El otro, el de Neira, nada tenía que ver con la cacería de primicias noticiosas. Nutría su “Columna Libre”, de El Espectador, opinando sobre el acontecer del país. Sus amigos más cercanos lo llamaban “El Calibán de los Cano”.

Don Hernando, quien se inició en el periodismo en el diario LA PATRIA, combinaba sus escritos con el cuidado de inversiones que tenía, como socio, en un restaurante llamado “El Zaguán de las aguas”, en la avenida 19 con la carrera séptima, y en “La mano que limpia”, una firma que ofrecería útiles, enseres y personal experimentado  para garantizar el aseo y mantenimiento de toda clase de oficinas teatros, auditorios, establecimientos y residencias.

Con su humor corrosivo, Iáder decía que en el restaurante en mención “valía más un ala de pollo que un ala de avión”.

Iáder Giraldo

Iáder –reportero estrella de “El Canódromo” hasta su salida por fricciones con los herederos de don Fidel–  vivió entre saltos y sobresaltos probando suerte en diversos medios en los que se paseó por el tabloide El Espacio y algunos programas de radio y televisión.

En el gobierno del presidente Alfonso López Michelsen fue llamado al servicio diplomático como cónsul en Sofía, Bulgaria, donde no hacía nada en las mañanas y en las tardes descansaba. En las noches rumiaba su soledad tomándose sus

buenas copas de Rakia, un licor similar al brandy, obtenido por destilación de frutas fermentadas, según don Google.

Dueño de un humor negro insuperable, el sin tocayo Iáder afirmaba que Darío Hoyos, “El pájaro”, era el “producto interno bruto” de “Los Gorilas”, porque no se había leido, al menos, dos de los tres mosqueteros, y con los libros que el de Neira se había dejado de leer se podía alfabetizar a Indochina.

El “loco” Alberto Giraldo. Recorte de ColArte.

“El Loco” Giraldo, eterno enamorado del dinero y de la buena vida,  compartió direcciones de noticias en las tres cadenas radiales, así: con Antonio Pardo y Gabriel Cuartas, en Todelar; con Yamid Amat, en Caracol, y con Fabio Rincón, en RCN. Antes había sido reportero político  de muchas campanillas  al servicio de Gilberto Alzate, en el Diario de Colombia,  y de Alvaro Gómez, en El Siglo. Fueron famosos sus “Tres minutos de escándalo”, en las ahora silenciadas ondas “todelarianas”.

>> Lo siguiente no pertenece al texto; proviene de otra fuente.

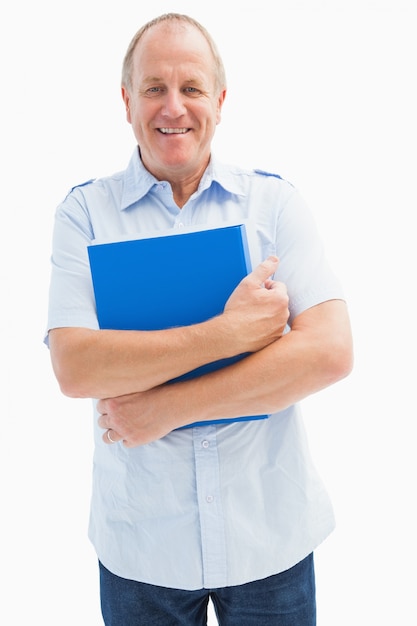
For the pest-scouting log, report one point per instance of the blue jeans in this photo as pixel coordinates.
(286, 599)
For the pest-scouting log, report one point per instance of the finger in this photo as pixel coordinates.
(110, 436)
(264, 270)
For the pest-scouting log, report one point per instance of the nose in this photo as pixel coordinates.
(173, 105)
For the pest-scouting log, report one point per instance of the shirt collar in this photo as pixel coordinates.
(139, 181)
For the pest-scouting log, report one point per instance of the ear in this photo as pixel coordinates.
(222, 96)
(126, 100)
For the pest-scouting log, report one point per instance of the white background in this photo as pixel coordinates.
(321, 92)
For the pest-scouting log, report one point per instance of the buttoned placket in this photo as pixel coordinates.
(213, 543)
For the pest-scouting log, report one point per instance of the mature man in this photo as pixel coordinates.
(233, 511)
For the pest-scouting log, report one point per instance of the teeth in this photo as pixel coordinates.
(172, 131)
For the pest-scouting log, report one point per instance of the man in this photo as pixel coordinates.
(232, 512)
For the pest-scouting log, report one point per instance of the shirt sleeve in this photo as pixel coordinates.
(304, 267)
(71, 294)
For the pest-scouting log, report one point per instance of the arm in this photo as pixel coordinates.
(105, 363)
(316, 353)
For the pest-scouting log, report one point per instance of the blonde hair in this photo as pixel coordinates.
(179, 18)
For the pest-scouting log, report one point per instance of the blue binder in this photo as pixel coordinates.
(170, 280)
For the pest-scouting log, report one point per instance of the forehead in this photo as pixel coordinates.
(169, 46)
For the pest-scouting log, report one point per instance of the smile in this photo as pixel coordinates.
(173, 131)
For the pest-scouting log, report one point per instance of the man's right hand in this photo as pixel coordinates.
(258, 307)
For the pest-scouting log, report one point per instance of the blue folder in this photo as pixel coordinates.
(171, 280)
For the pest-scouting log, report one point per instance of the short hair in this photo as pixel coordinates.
(219, 71)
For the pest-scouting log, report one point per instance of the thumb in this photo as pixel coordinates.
(265, 269)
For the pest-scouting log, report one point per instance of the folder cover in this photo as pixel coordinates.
(169, 280)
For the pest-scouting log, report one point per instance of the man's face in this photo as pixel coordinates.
(173, 103)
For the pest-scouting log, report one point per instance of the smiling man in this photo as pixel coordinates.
(233, 511)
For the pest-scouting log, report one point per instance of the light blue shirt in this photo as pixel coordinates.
(216, 505)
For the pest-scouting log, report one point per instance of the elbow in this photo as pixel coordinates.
(339, 359)
(69, 382)
(68, 364)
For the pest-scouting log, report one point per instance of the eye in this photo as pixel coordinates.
(153, 91)
(191, 90)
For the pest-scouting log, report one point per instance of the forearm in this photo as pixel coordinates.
(106, 363)
(304, 361)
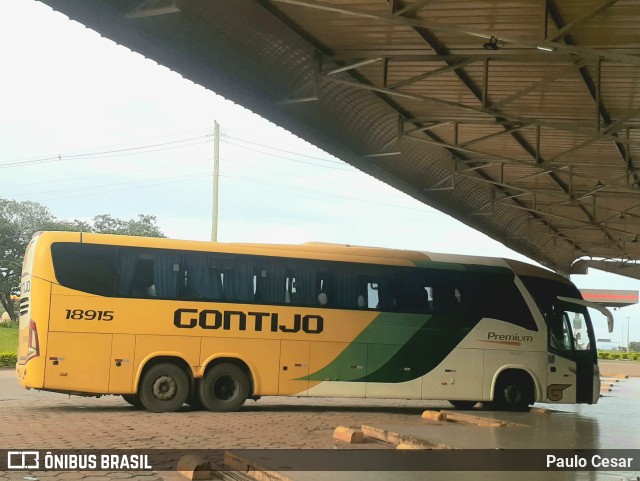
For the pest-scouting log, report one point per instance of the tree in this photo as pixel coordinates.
(144, 226)
(20, 220)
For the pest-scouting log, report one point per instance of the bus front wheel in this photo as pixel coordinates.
(514, 392)
(224, 388)
(164, 388)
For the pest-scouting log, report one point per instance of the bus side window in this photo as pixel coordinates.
(202, 281)
(148, 273)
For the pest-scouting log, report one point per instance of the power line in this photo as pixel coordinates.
(323, 159)
(111, 153)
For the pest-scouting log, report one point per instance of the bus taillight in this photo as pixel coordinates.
(33, 346)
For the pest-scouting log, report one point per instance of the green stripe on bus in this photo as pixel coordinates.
(388, 332)
(395, 348)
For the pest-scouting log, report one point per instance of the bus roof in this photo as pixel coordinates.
(310, 250)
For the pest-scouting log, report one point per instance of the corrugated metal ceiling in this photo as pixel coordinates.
(520, 118)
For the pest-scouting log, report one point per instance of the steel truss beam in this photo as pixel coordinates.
(553, 47)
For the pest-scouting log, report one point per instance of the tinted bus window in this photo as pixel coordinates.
(85, 267)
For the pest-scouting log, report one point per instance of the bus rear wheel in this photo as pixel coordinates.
(164, 388)
(513, 393)
(224, 388)
(463, 404)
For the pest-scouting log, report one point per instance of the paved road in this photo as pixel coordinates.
(31, 419)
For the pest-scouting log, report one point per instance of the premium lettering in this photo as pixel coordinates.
(493, 336)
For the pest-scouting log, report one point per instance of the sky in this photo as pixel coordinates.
(88, 127)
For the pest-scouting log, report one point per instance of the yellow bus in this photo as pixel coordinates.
(166, 322)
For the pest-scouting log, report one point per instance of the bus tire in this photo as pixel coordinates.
(224, 388)
(514, 392)
(463, 404)
(164, 388)
(133, 399)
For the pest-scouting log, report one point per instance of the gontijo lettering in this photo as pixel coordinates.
(186, 318)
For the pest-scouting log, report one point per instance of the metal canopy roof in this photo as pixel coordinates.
(520, 118)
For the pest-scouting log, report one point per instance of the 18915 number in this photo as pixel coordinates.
(89, 315)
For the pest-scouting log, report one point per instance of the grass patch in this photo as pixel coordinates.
(8, 339)
(619, 355)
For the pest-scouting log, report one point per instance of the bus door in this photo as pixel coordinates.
(77, 362)
(294, 368)
(571, 366)
(121, 375)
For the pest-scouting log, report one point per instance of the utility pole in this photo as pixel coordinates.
(216, 175)
(628, 339)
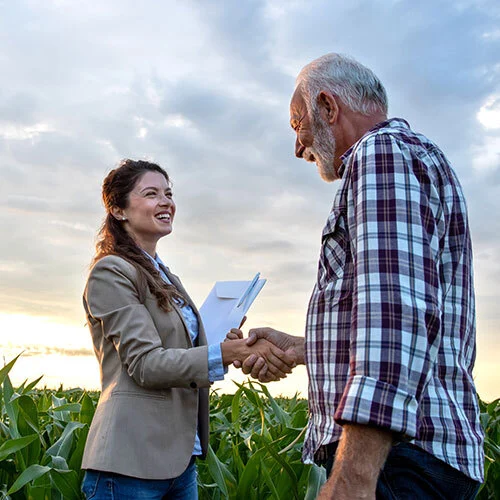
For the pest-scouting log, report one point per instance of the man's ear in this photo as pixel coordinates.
(328, 107)
(117, 213)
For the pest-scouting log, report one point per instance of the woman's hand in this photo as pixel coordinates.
(234, 334)
(275, 363)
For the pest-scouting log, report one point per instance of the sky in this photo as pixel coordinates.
(203, 89)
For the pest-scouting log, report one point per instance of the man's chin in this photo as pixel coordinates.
(327, 172)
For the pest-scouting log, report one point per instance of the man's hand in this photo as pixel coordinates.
(255, 365)
(360, 457)
(274, 363)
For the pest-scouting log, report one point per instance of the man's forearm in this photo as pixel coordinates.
(360, 457)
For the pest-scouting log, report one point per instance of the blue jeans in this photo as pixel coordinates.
(98, 485)
(412, 473)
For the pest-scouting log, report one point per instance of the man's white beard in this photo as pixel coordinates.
(323, 147)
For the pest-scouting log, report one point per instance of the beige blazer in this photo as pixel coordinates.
(154, 381)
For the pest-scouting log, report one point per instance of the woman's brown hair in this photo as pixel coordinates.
(113, 239)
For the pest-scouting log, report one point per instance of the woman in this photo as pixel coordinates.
(152, 417)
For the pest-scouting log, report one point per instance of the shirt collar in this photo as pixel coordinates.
(392, 122)
(156, 260)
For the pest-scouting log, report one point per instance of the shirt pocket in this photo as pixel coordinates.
(334, 250)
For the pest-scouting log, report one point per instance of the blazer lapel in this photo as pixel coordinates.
(202, 339)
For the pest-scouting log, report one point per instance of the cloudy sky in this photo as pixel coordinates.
(203, 87)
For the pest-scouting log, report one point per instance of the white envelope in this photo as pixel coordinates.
(225, 306)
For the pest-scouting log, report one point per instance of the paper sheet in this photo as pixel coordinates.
(226, 304)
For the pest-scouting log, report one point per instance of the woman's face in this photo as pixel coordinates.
(151, 209)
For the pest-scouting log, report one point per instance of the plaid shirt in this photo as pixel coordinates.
(390, 335)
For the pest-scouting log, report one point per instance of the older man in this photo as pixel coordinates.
(390, 335)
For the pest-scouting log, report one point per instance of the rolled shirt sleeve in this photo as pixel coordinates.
(393, 216)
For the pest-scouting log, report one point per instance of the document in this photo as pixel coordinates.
(226, 304)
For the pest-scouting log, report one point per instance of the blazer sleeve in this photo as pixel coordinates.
(112, 299)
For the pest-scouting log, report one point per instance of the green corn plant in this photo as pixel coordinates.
(255, 448)
(490, 420)
(42, 437)
(254, 452)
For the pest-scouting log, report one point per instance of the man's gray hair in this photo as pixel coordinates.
(354, 84)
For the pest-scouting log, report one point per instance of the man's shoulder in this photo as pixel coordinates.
(397, 133)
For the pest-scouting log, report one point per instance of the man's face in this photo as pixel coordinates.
(315, 141)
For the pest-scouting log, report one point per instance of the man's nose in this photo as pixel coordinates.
(299, 148)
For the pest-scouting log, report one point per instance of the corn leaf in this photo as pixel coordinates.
(13, 445)
(31, 473)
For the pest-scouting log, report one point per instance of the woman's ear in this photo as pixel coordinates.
(118, 214)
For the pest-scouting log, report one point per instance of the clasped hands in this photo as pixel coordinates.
(267, 354)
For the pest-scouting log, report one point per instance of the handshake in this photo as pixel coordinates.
(267, 354)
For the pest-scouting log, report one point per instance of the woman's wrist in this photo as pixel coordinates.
(233, 350)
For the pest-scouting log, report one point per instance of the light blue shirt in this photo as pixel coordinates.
(215, 367)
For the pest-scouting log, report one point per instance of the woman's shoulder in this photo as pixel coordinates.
(113, 263)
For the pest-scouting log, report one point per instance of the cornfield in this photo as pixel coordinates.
(254, 452)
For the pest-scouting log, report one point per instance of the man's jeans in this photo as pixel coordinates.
(412, 473)
(109, 486)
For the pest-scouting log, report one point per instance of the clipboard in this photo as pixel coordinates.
(226, 305)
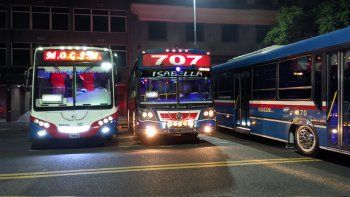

El gran error de su vida fue haberse puesto al servicio de los hermano Rodríguez Orejela, como “relacionista” del Cartel de Cali, ejercicio que lo llevó, primero, a purgar siete años de prisión y a irse con La Parca, después. Otro Giraldo (Juan Carlos) editó para “Planeta” el libro ”Mi verdad”, en el que contó su propia versión de los hechos que lo obligaron a transitar por carretera destapada en los últimos años de  su existencia. Hasta su muerte el reportero nacido en Cisneros  culpó de estos desgraciados contrastes al expresidente Ernesto Samper.

La apostilla: En la Giraldería del periodismo  criollo quedan tres colegas felizmente pensionados: el pereirano William Giraldo, ex presidente del CPB y actual timonel de la revista virtual Corrientes; el aranzazuno  Evelio Giraldo, tambor mayor del diario digital Eje 21, y el huilense Giraldo Gaitán Osorio, quien (obsérvese bien) no lleva el Giraldo como apellido sino  como nombre de pila, por obra y gracia de su querido progenitor neivano.